I thought I would have a go at creating a very simple bloom filter in J. I used
a boolean array as the backing data structure. It seems to work ok:
Bloom filters are nice data structures for holding lossy information about
items you stick in them. You can't retrieve the items but you can perform a
test to see if the item has been placed into the bloom filter previously. An
interesting property is the imperfect nature of the test. It will return false
positives sometimes, items that were not placed into the bloom filter but the
test returns a positive result anyway.
One use I know of is for spell checkers. You don't need to have an actual array
/ map of correctly spelled words - just a bloom filter that you can test new
words against. Anyway, this is my implementation (the hash function is just a
simple test function - probably better to use MD5 or murmur or something).
NB. bloom filter
filtersize=: 100
keysize=:50
NB. the bloom filter expressed as a boolean array
BF=:filtersize $ 0
NB. silly hash -- used for simple testing
hash=: filtersize&|@:(29211&XOR)@:((3020&AND)+(1091&XOR))@:(+/)@:(a.&i.)@:":
lrhash =: hash@:(":,":)
NB. add an item to the bloom filter.
NB. Create an array of size 'keysize'
NB. and do multiple hashing for each
NB. item.
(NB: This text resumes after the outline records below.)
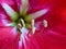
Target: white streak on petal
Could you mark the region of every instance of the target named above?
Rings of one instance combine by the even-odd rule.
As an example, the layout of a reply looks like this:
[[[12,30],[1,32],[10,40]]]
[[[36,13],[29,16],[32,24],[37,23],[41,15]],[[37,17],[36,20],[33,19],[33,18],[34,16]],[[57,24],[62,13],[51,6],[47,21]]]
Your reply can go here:
[[[37,19],[37,17],[46,14],[47,11],[48,11],[48,9],[44,9],[44,10],[37,11],[37,12],[35,12],[35,13],[32,13],[32,14],[30,14],[29,16],[31,16],[31,19]]]
[[[20,7],[20,15],[24,15],[29,8],[29,0],[21,0],[22,4]]]
[[[7,14],[12,19],[12,21],[15,21],[19,17],[18,13],[7,3],[2,3],[2,8],[7,12]]]

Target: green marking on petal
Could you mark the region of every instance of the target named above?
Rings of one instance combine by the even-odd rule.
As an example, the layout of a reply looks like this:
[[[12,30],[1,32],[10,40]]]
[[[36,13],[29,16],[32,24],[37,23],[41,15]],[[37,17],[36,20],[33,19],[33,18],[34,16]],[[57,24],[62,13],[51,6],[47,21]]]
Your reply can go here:
[[[11,17],[12,21],[16,21],[19,17],[19,14],[7,3],[2,3],[2,8],[7,12],[7,14]]]
[[[29,16],[31,19],[37,19],[37,17],[42,16],[43,14],[47,13],[47,11],[48,11],[47,9],[44,9],[44,10],[37,11],[35,13],[29,14]]]
[[[21,0],[22,4],[20,7],[20,15],[25,15],[29,8],[29,0]]]

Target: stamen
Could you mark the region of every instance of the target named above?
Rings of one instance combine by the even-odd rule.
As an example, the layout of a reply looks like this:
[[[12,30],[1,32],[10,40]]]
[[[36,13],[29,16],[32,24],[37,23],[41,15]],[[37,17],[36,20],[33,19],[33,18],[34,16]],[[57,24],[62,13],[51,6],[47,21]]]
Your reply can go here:
[[[16,28],[18,28],[18,32],[22,33],[21,32],[21,28],[22,28],[22,25],[21,24],[18,24],[18,27]]]
[[[43,21],[43,24],[44,24],[44,27],[47,27],[47,21],[46,20]]]
[[[22,26],[25,27],[24,21],[21,19]]]
[[[32,20],[32,34],[35,33],[35,27],[34,27],[34,20]]]
[[[12,21],[16,21],[19,17],[19,14],[7,3],[1,4],[7,14],[11,17]]]
[[[48,11],[48,9],[44,9],[44,10],[37,11],[35,13],[29,14],[29,16],[31,16],[31,19],[37,19],[37,17],[42,16],[43,14],[46,14],[47,11]]]

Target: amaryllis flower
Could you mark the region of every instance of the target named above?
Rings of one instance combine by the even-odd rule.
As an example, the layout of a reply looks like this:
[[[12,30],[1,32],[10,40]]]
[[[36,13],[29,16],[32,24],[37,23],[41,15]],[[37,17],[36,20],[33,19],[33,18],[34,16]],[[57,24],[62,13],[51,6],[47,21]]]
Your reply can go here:
[[[1,49],[18,49],[18,45],[19,49],[66,49],[65,2],[65,0],[1,0],[0,33],[3,33],[0,34],[3,38]],[[18,33],[21,33],[19,42]]]

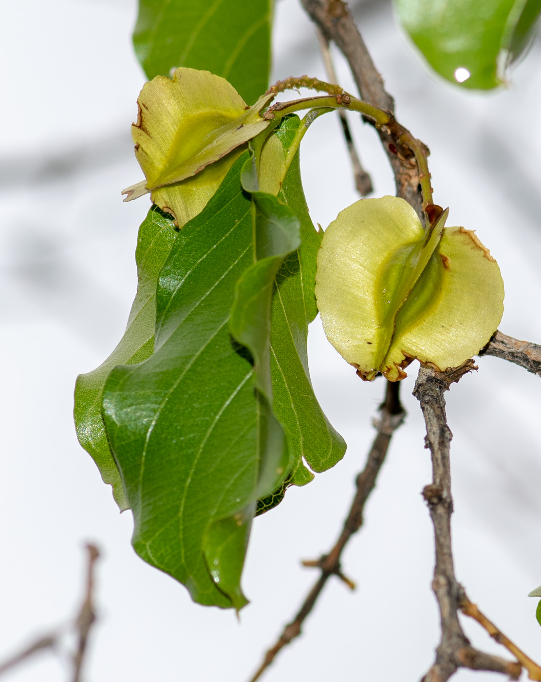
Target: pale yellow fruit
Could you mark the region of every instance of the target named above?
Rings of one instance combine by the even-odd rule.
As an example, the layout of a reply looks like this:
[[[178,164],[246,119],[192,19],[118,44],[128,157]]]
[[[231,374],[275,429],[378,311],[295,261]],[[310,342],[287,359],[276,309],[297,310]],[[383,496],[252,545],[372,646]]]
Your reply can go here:
[[[361,199],[329,225],[315,295],[327,338],[371,380],[414,358],[444,370],[474,355],[504,311],[497,263],[473,232],[427,233],[403,199]]]

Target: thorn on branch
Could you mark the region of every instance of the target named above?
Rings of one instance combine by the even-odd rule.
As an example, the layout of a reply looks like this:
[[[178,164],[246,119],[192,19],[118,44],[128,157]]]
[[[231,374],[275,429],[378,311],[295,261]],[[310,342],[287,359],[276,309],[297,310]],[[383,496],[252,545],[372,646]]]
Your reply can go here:
[[[342,573],[339,564],[337,566],[329,566],[327,563],[328,559],[326,555],[324,555],[320,559],[304,559],[300,563],[306,568],[320,568],[324,573],[328,574],[329,576],[336,576],[342,582],[345,582],[350,590],[356,589],[357,586],[354,581]]]
[[[365,504],[375,486],[376,479],[385,460],[392,433],[403,421],[405,413],[400,403],[399,390],[399,382],[386,382],[385,399],[380,406],[381,417],[377,423],[377,433],[369,452],[366,466],[356,479],[356,492],[344,521],[342,532],[328,554],[322,555],[319,559],[303,561],[303,565],[307,567],[319,568],[321,574],[307,595],[294,619],[285,625],[277,642],[265,654],[263,662],[251,678],[250,682],[256,682],[271,665],[281,649],[300,634],[303,623],[313,608],[330,576],[337,576],[350,589],[355,589],[353,580],[342,573],[340,558],[352,536],[362,524]]]

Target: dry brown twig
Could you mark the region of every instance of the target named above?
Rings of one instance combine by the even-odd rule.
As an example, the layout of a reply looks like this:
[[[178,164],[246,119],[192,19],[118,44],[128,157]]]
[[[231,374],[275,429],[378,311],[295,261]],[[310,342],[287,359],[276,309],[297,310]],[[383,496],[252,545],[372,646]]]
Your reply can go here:
[[[11,670],[20,663],[27,660],[36,653],[57,650],[60,647],[62,637],[72,629],[75,631],[78,639],[77,649],[72,655],[69,657],[73,664],[72,681],[72,682],[80,682],[81,671],[84,662],[89,634],[96,618],[93,604],[94,565],[99,557],[99,552],[95,545],[89,544],[86,546],[86,549],[87,565],[84,599],[75,621],[72,623],[67,623],[56,628],[44,636],[38,638],[28,647],[25,647],[20,651],[11,656],[0,664],[0,674]]]
[[[319,28],[316,28],[316,31],[318,38],[320,41],[320,48],[323,58],[323,63],[325,65],[327,78],[329,83],[337,85],[338,80],[337,80],[335,67],[333,64],[333,59],[330,57],[328,40],[325,38]],[[355,186],[357,188],[357,192],[358,192],[361,196],[367,196],[373,191],[371,178],[365,168],[362,168],[358,154],[357,153],[357,150],[355,149],[355,145],[353,142],[353,137],[350,130],[350,124],[347,123],[347,116],[345,112],[343,109],[339,109],[338,115],[340,117],[340,123],[342,126],[342,132],[343,133],[344,139],[347,147],[347,153],[350,155],[352,162],[353,175],[355,178]]]
[[[265,654],[262,663],[253,677],[251,678],[250,682],[256,682],[256,680],[258,680],[263,672],[273,663],[281,649],[296,637],[298,637],[301,632],[303,623],[313,608],[318,597],[331,576],[337,576],[350,589],[354,589],[354,583],[342,573],[340,558],[352,535],[356,533],[362,525],[362,512],[365,504],[375,486],[377,474],[387,454],[392,434],[404,419],[405,413],[399,396],[399,383],[387,382],[385,400],[380,407],[380,418],[374,421],[374,426],[377,429],[377,433],[369,452],[366,466],[357,476],[356,492],[352,502],[350,512],[344,521],[343,528],[339,537],[328,554],[324,554],[319,559],[313,561],[303,562],[305,566],[320,569],[321,571],[320,577],[308,593],[295,617],[285,625],[276,644],[271,647]]]
[[[471,602],[454,576],[451,546],[453,505],[449,458],[452,434],[447,426],[444,394],[449,390],[452,383],[474,369],[477,368],[473,360],[448,372],[437,372],[422,366],[414,389],[427,426],[426,447],[432,456],[433,480],[425,486],[422,494],[434,526],[436,561],[432,587],[439,608],[442,628],[436,659],[423,677],[423,682],[446,682],[459,668],[502,672],[513,679],[519,679],[521,670],[522,661],[506,661],[474,649],[464,634],[458,617],[459,610]],[[463,610],[467,615],[472,615],[467,609]],[[515,649],[519,651],[517,647]]]
[[[346,3],[343,0],[301,0],[301,2],[323,37],[324,50],[328,42],[332,40],[345,57],[360,97],[380,108],[394,113],[392,98],[385,90],[383,80],[374,66]],[[332,72],[329,72],[329,78],[335,80],[332,77]],[[401,128],[398,123],[396,123],[396,127]],[[403,128],[402,130],[405,130]],[[405,199],[422,220],[422,196],[420,182],[424,176],[410,156],[398,152],[393,144],[393,140],[397,137],[396,131],[387,130],[384,127],[378,129],[377,132],[395,174],[397,195]],[[422,143],[418,143],[422,145]],[[497,331],[480,353],[483,354],[509,360],[541,376],[541,346],[535,344],[517,341]],[[427,425],[427,447],[430,448],[432,455],[433,482],[424,488],[423,496],[430,509],[434,525],[436,563],[433,588],[439,607],[442,627],[442,638],[436,651],[436,659],[424,677],[423,682],[445,682],[459,667],[501,672],[508,675],[511,679],[517,679],[522,666],[524,666],[528,670],[531,679],[538,680],[541,679],[541,677],[537,677],[541,673],[541,668],[479,612],[477,607],[467,599],[463,588],[454,576],[450,535],[452,497],[449,446],[452,434],[447,426],[444,393],[448,390],[452,383],[458,381],[465,373],[474,369],[474,366],[471,360],[461,368],[446,372],[436,372],[430,368],[422,366],[414,390],[414,395],[420,402]],[[398,387],[391,389],[390,385],[388,385],[387,395],[389,395],[390,391],[395,390],[397,398]],[[375,485],[375,477],[386,453],[390,435],[394,429],[401,423],[401,418],[400,421],[395,423],[395,426],[392,428],[382,427],[382,424],[385,423],[385,414],[384,408],[380,430],[369,455],[367,467],[358,477],[357,493],[340,539],[328,554],[316,561],[304,562],[305,565],[317,567],[321,569],[320,578],[309,593],[294,620],[285,626],[276,644],[267,651],[262,664],[251,678],[251,682],[256,682],[259,679],[278,652],[299,636],[304,621],[313,608],[331,575],[338,576],[352,587],[351,581],[341,573],[340,554],[345,543],[362,524],[362,507]],[[402,414],[401,409],[397,416]],[[384,434],[382,428],[386,428],[388,434]],[[384,436],[387,440],[384,448],[382,449],[381,445],[378,445],[377,443],[378,439]],[[377,454],[378,452],[379,458]],[[375,466],[372,465],[371,469],[371,458],[373,458],[375,455],[374,461],[379,464]],[[363,476],[369,475],[369,471],[371,471],[369,475],[371,476],[371,483],[368,488],[363,488],[360,481]],[[350,522],[353,530],[348,531],[348,524]],[[474,649],[461,626],[458,617],[459,609],[461,609],[465,614],[475,618],[491,636],[507,647],[518,660],[507,661]]]
[[[519,341],[496,331],[479,355],[500,357],[541,376],[541,346],[537,344]]]

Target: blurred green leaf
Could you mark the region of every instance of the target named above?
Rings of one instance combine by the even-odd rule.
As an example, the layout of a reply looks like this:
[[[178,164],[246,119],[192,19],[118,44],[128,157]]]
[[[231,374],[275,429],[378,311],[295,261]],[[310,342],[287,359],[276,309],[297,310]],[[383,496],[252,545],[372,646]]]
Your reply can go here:
[[[527,47],[540,0],[395,0],[405,30],[432,68],[463,87],[501,85]]]
[[[205,70],[253,104],[268,87],[272,18],[273,0],[139,0],[136,54],[149,79]]]
[[[155,206],[139,228],[136,250],[138,284],[124,336],[107,359],[86,374],[75,387],[74,416],[77,437],[97,465],[105,483],[112,486],[121,510],[129,507],[102,416],[102,394],[109,372],[118,364],[140,362],[154,348],[156,282],[169,255],[176,232],[170,216]]]

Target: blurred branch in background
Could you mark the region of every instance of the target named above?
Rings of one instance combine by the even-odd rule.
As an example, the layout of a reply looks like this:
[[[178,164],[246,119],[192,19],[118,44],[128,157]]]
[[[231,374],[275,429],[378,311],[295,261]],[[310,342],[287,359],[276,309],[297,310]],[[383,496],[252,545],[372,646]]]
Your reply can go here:
[[[32,657],[35,654],[47,651],[61,654],[62,639],[67,635],[75,634],[77,638],[76,649],[68,653],[67,659],[72,664],[72,682],[81,682],[81,673],[85,660],[87,645],[92,625],[95,621],[96,614],[94,607],[95,565],[99,557],[99,552],[95,545],[87,544],[87,580],[84,597],[76,617],[72,621],[52,630],[48,634],[40,637],[25,647],[3,663],[0,664],[0,674],[12,670],[20,663]]]
[[[508,360],[541,376],[541,346],[537,344],[519,341],[497,330],[479,355]]]

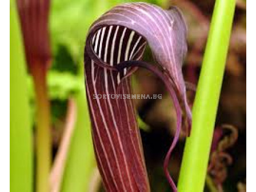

These hashes are the indices
NB. to be inserted into the bloom filter.
additem=: 3 : 0
l=:(hash y),((<:keysize)$0)
indices=:lrhash/\ l
BF =:1 indices} BF
)
NB. Test if y is an item in the bloom filter.
NB. Possibility of false positive.
contains=: 3 : 0
l=:(hash y),((<:keysize)$0)
indices=:lrhash/\ l
NB. if a zero exists then this item
NB. was not added to the bloom filter.
-.(0 e. indices{BF)
)
Add some items to the bloom filter, animal names.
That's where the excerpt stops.